The --keep flag on any worktree command retains the temporary worktree for inspection. --timeout SECONDS overrides the default 30-minute subprocess limit. On timeout: exit code 124, error="timeout".

Claude Code integration

Claude Code operates against the same contract as any other controller. It reads the session prompt, runs controller-plan first, may run controller-run for sandboxed work, and must stop at the saved proposal.

The workflow:

  1. Run controller-plan --json. Summarize the contract.
  2. For each NixOS goal: dry-run first, explain the plan, wait for human approval, then --execute.
  3. Report the result. Stop before apply or rebuild.
  4. The human reviews the proposal patch and runs apply-verify and rebuild-nixos.

Claude Code must not run sudo, rebuild-nixos, nixos-rebuild switch, or directly mutate /etc/nixos. If a controller-run reports source_workspace_mutated, source_snapshot_failed, or timeout, it stops and surfaces the error.

Audit

Every invocation appends one JSON line to .agentix/audit.jsonl (gitignored). Fields include action, mode, goal, result, whether the source was modified, and whether a proposal was saved.

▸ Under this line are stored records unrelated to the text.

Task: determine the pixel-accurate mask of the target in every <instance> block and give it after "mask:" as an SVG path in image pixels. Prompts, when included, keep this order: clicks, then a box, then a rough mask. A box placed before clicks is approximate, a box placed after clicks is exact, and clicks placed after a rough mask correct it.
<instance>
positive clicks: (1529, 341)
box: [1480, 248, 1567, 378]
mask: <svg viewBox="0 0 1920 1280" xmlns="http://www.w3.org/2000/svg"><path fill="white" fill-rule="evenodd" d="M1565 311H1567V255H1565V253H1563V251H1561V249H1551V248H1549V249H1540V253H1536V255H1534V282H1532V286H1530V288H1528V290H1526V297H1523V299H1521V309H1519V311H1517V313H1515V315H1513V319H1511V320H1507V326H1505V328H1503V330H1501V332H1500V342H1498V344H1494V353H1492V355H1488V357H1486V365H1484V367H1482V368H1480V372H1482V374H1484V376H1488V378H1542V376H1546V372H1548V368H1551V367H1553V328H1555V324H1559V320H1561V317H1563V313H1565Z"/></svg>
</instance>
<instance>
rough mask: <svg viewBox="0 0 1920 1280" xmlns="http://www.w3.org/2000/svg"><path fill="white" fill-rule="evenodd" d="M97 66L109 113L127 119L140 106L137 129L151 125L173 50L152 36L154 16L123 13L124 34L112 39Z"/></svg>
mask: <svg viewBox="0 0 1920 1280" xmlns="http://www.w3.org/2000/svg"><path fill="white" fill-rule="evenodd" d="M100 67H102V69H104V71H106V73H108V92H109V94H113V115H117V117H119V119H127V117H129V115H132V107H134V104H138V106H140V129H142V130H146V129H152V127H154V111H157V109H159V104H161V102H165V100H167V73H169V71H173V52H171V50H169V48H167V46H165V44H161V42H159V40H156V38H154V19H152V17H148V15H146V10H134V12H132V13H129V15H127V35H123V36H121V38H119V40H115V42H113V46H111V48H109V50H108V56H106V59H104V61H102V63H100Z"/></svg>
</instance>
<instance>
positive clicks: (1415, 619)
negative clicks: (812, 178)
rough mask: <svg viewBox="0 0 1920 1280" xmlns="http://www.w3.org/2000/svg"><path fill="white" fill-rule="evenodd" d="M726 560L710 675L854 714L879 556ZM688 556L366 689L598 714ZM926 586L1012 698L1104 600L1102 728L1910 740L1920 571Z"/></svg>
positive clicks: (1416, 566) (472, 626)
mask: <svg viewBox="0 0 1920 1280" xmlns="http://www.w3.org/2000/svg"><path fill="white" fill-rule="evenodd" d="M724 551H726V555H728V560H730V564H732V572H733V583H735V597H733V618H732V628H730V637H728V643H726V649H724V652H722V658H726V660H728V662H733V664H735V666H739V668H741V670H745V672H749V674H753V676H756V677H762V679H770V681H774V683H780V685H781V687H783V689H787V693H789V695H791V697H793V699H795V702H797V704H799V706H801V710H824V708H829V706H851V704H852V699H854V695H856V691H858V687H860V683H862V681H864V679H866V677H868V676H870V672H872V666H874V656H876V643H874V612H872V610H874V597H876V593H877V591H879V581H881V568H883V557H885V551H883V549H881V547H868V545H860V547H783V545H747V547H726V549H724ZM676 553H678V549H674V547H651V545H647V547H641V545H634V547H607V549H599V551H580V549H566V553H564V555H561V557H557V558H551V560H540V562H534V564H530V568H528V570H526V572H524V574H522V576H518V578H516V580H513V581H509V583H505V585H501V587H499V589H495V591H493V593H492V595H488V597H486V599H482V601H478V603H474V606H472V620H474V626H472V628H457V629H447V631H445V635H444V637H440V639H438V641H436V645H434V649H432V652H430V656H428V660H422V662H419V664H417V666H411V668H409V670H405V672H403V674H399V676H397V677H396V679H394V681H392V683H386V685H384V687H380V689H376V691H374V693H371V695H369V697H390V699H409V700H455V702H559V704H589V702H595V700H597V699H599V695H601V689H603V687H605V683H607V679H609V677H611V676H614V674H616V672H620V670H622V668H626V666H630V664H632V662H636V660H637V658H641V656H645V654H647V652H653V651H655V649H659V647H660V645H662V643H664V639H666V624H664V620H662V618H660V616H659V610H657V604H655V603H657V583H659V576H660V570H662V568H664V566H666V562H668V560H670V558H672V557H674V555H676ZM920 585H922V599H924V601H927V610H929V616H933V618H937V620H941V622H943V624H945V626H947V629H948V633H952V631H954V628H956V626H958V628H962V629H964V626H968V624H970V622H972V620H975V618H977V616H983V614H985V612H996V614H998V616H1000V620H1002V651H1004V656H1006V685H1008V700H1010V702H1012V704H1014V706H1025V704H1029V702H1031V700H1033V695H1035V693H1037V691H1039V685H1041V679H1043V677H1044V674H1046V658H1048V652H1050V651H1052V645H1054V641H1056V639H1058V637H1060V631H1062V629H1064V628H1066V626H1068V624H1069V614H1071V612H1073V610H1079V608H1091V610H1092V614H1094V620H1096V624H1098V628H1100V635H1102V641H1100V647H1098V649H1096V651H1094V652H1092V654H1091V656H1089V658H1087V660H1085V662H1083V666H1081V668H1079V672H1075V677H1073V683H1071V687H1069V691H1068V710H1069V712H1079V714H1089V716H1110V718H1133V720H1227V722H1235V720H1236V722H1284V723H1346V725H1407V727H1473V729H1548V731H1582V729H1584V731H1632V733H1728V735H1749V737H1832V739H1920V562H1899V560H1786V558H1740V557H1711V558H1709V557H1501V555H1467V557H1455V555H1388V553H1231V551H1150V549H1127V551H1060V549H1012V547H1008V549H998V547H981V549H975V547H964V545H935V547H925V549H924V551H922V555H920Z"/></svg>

Inspect with audit tail and audit summary.

When controller-run --execute runs, the inner worktree audit is suppressed so each top-level invocation produces exactly one event.

Public release safety

Private workspaces contain memory files, audit logs, Claude session state, checkpoints, and transcripts. Do not publish a private repo’s history directly.

agentix public-check --path ~/projects/agentix
agentix export-public --path ~/projects/agentix --dest /tmp/agentix-public --yes
agentix public-check --path /tmp/agentix-public

public-check recursively flags private artifacts. export-public mirrors the same exclusions when copying. The intentional public docs are preserved.

What is intentionally not included

Agentix does not include automatic live system switching, direct sudo operations, broad natural-language config editing, model or provider integration, Home Manager support, or unsupervised live machine operation.

Those are future phases. The current system is about making the safety loop boring and reliable. The agent proposes. The human decides. The machine rebuilds only when the human says so.